La suspensión de Carlos Ramos Heredia en el ejercicio de sus funciones como Fiscal de la Nación era una decisión exigida por buena parte del país y esperada por todos. Parece evidente que en la medida adoptada por el Consejo Nacional de la Magistratura ha pesado la enérgica posición de algunas instituciones.
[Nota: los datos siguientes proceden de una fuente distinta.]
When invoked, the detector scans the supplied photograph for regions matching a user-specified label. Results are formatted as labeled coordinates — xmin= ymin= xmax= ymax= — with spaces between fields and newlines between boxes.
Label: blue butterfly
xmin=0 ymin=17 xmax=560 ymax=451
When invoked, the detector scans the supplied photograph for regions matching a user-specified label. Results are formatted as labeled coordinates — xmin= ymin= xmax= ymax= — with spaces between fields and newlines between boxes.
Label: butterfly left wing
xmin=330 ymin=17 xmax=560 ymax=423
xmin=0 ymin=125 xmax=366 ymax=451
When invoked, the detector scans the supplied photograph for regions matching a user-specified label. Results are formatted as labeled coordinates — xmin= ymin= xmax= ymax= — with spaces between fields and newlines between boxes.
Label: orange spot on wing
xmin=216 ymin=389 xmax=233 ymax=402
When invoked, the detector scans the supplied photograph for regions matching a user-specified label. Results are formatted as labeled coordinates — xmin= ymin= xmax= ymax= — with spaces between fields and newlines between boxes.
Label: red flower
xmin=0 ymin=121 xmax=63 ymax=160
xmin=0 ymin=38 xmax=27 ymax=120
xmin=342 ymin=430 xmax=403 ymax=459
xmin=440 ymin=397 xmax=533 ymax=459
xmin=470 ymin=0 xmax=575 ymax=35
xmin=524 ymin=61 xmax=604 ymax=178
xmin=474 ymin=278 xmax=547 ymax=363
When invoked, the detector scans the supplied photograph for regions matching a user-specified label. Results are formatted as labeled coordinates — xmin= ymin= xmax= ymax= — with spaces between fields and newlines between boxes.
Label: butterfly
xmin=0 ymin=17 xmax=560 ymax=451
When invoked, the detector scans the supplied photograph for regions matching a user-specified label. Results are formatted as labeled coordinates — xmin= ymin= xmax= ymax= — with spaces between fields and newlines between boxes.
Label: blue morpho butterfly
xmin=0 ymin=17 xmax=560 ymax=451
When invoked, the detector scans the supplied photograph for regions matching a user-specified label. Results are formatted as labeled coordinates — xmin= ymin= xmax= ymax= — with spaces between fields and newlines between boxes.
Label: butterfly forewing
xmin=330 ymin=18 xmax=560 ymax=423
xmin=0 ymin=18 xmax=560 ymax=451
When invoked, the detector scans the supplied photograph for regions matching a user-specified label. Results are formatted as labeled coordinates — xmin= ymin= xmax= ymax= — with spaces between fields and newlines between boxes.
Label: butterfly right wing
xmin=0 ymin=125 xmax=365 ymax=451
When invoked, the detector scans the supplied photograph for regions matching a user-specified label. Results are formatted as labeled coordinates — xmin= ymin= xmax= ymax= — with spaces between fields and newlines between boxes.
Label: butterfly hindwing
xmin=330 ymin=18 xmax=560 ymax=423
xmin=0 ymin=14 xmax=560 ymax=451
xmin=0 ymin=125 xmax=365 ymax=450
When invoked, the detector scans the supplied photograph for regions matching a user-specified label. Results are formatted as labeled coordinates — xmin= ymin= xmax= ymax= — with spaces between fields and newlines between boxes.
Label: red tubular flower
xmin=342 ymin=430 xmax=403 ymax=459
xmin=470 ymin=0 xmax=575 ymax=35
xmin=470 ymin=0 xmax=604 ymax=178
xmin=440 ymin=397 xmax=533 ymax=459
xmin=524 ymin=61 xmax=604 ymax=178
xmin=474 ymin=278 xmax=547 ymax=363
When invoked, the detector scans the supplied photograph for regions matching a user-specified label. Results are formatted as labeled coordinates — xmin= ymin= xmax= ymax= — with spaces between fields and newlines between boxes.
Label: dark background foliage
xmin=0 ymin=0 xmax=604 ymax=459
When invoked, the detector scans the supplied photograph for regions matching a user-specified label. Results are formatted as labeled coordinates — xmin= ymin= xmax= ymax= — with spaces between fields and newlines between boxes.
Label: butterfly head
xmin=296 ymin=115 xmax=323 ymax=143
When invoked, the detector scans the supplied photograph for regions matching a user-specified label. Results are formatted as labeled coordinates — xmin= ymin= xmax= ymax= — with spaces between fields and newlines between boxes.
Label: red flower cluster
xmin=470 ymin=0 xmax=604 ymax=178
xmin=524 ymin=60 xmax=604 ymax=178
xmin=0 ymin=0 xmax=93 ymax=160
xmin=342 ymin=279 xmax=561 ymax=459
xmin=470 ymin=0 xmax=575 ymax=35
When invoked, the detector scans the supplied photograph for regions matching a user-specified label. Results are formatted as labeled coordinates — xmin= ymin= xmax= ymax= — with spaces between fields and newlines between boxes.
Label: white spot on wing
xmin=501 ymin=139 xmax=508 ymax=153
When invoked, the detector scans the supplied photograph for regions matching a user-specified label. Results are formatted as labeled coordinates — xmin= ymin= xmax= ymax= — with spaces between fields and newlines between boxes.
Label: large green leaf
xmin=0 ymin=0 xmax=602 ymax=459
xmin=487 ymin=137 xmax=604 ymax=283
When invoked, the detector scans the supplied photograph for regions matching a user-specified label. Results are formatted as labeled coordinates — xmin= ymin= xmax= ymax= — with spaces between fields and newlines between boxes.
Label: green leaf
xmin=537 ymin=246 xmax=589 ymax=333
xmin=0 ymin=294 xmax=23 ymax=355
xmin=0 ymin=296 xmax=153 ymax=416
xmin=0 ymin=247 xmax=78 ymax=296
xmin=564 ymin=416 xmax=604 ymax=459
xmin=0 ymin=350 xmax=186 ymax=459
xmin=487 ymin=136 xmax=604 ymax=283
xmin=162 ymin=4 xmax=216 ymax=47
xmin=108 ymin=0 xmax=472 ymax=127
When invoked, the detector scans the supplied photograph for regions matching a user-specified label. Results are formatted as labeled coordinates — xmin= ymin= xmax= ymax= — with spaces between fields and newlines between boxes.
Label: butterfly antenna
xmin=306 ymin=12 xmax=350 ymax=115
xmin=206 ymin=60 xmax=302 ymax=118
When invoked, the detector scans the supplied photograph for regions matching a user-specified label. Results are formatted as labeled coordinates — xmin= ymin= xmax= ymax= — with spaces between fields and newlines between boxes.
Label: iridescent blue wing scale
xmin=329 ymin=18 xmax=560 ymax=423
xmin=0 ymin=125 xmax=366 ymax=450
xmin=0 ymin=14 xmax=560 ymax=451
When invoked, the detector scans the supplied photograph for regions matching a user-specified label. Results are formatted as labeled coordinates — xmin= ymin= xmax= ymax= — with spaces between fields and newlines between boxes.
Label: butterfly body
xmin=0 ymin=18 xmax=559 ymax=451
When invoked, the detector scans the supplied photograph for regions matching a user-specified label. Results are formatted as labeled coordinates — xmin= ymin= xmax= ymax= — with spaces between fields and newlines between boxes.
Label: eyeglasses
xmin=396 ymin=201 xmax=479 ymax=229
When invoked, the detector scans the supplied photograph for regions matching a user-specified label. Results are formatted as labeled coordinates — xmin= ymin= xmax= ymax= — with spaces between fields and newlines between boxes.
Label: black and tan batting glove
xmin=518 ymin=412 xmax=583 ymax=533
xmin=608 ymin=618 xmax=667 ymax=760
Por ejemplo, Proética, a cuya presidenta, Cecilia Blondet, Ramos Heredia tuvo la desfachatez de decirle: “Y usted ¿quién es para pedir mi renuncia?” Como si no bastara, en democracia, con ser un ciudadano cualquiera para pedir la renuncia de un funcionario cuestionado.
Dada su vinculación con los casos de corrupción más importantes descubiertos en el país, la suspensión –en lugar de la destitución directa– puede tener sabor a poco, pero es una de las buenas noticias que nos trae este fin de año.
Aunque la suspensión tenga plazo determinado esta historia no puede concluir sino con el alejamiento definitivo de Ramos Heredia del cargo que ocupó hasta hoy, con todos los recaudos del debido proceso.
Cualquiera de las cuatro investigaciones abiertas contra Ramos Heredia justificaba largamente esta suspensión, pero dos de ellas tienen que ver con la existencia de verdaderas redes criminales.
La primera: su inadecuado desempeño como fiscal supremo de Áncash durante el mandato del ex presidente regional César Álvarez, hoy en la cárcel. La segunda: sus vínculos con el abogado Rodolfo Orellana, tardía y confusamente explicados pero no aclarados.
La impunidad con la que han actuado los corruptos podría convertirse en su más grave error si Ramos Heredia paga sus eventuales culpas y nuestras instituciones logran desmontar las organizaciones mafiosas con la que estaría involucrado.
Para ello, es indispensable que Pablo Sánchez, que lo sucederá en el cargo, actúe con la energía e independencia que mostraron en su momento Gonzalo Ortiz de Zevallos o Álvaro Rey de Castro.